Now that we’ve covered how to prevent your list from ever growing cold again, what do you do if your list is cold right now?

Follow these steps to warm up your subscribers and get them to like your brand even more than before.

1. Not everyone needs to know you were away

Tailor your e-mails. The “Sorry I haven’t written in such a long time” campaign doesn’t need to go to all of your subscribers. If some of them just subscribed in the past month, they have no idea what happened earlier, and it’s best to keep it that way.

In your newsletter provider application, create a segment that contains only the people who subscribed before a particular date (it can be 30 days or more), and send the campaign only to them. Make a separate campaign for the folks who subscribed recently containing only regular updates.
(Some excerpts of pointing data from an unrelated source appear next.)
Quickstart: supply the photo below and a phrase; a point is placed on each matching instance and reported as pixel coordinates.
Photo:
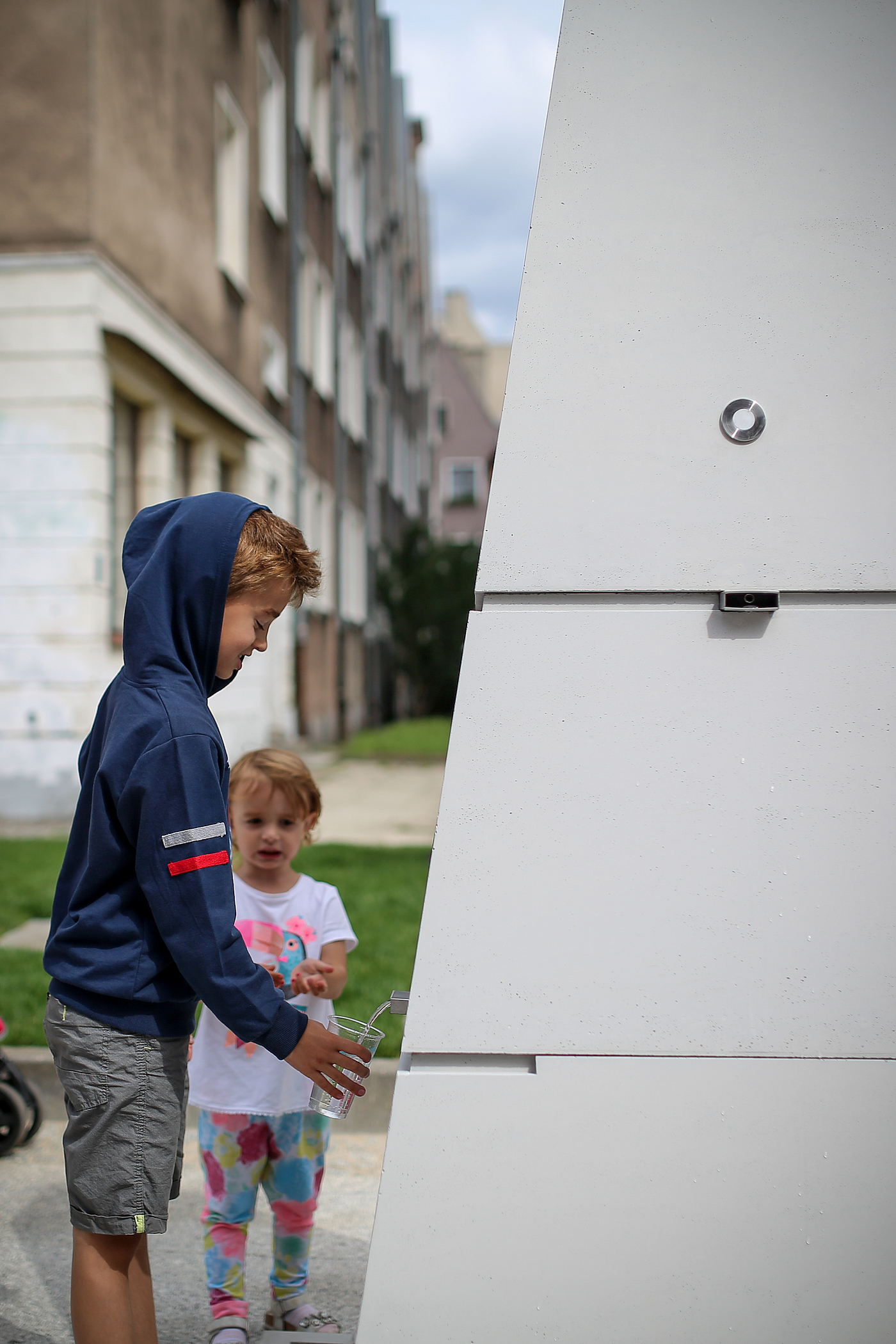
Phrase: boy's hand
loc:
(309, 977)
(277, 976)
(321, 1054)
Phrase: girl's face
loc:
(266, 828)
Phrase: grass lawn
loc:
(409, 740)
(382, 889)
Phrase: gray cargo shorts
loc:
(127, 1105)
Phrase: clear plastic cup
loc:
(352, 1030)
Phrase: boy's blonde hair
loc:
(269, 548)
(281, 771)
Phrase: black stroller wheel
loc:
(34, 1121)
(14, 1119)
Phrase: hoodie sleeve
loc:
(175, 816)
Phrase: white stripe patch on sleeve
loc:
(194, 834)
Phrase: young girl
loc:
(254, 1128)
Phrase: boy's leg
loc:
(234, 1152)
(112, 1299)
(292, 1185)
(127, 1105)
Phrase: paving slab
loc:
(379, 803)
(36, 1244)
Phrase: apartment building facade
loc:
(178, 315)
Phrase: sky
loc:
(479, 73)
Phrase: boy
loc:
(143, 920)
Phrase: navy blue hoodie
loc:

2. Remind people who you are and why they’re getting this e-mail

Being forgotten hurts our ego, but it happens if you don’t make an effort to stay top-of-mind. Anthropological research has shown that the human brain is only capable of managing a limited number of relationships (some scientists place this number around the 200 mark).

When sending a warm-up campaign, the first thing you need to do is remind people who you are, and why they initially signed up to your list. Remind them of the benefits you’ve promised them which have prompted them to give their e-mail address away, for example: “I hope you’ve enjoyed the [Free Report Title] I’ve sent you as a thanks for signing up.”

If they remember that they’ve received value from you in the past, they will be more likely to stick around on your list.

3. Apologize for not writing in a long time

Make it short, and don’t make any excuses. Just admitting to making a mistake shows your humanity to the reader. Everyone does something we’re not proud of sometimes, and they’ll be able to empathize.

4. Include a “Welcome Back” gift

There’s nothing like a freebie to warm up your subscribers’ hearts. Think about something that your subscribers will consider valuable, and give it to them with no strings attached. This can be an eBook, a workbook, a cheat-sheet, a video tutorial, access to an exclusive teleclass, a set of wallpapers, a printable coloring page, or something else that’s relevant for your audience.

You may feel that you’re giving away too much. You’re not – what you’re doing is investing into a relationship. If these people are gone from your list because they don’t see any value in it, they’re gone forever. Those are lost opportunities for building a long-lasting relationship with a faithful audience that will support your work down the line.

Make sure the gift is something truly free, not a discount on a paid service. It’s not likely that they will want to spend money on your offers yet, but you can use the discount incentive for your next campaign.

5. Set expectation for what’s to come

Up to this point, you’ve only worked to get on the subscriber’s good side. Now is the time to close the deal.

Many people might still unsubscribe, and your e-mail has only provided them a reminder to do so. These people would probably not receive value from your newsletter anyway.

What we need to do now is to convince people who would receive a great amount of value to stay subscribed. You can do this with a teaser of future campaign content. If you’ve committed to warming up your list now, this means you have a plan for what you want to send to your list in the future. State your plans in a short paragraph to create anticipation. If the content you’re promising your readers interests them, they will want to remain subscribed.

6. Make good on your promise

Once you’ve sent your warm-up campaign, cross your fingers and wait. There will be some unsubscribes, but that’s normal and it doesn’t mean you did anything wrong.

After a week or two, continue with your regular e-mails. Make sure you include the content you’ve promised them in step 5, and continue to go above and beyond until your open rates are healthy again.

Show respect to your newsletter subscribers, and they will start respecting you. Think of them as people, not as data in your contacts database, and you’ll find more inspiration and motivation to continue publishing valuable, useful content regularly.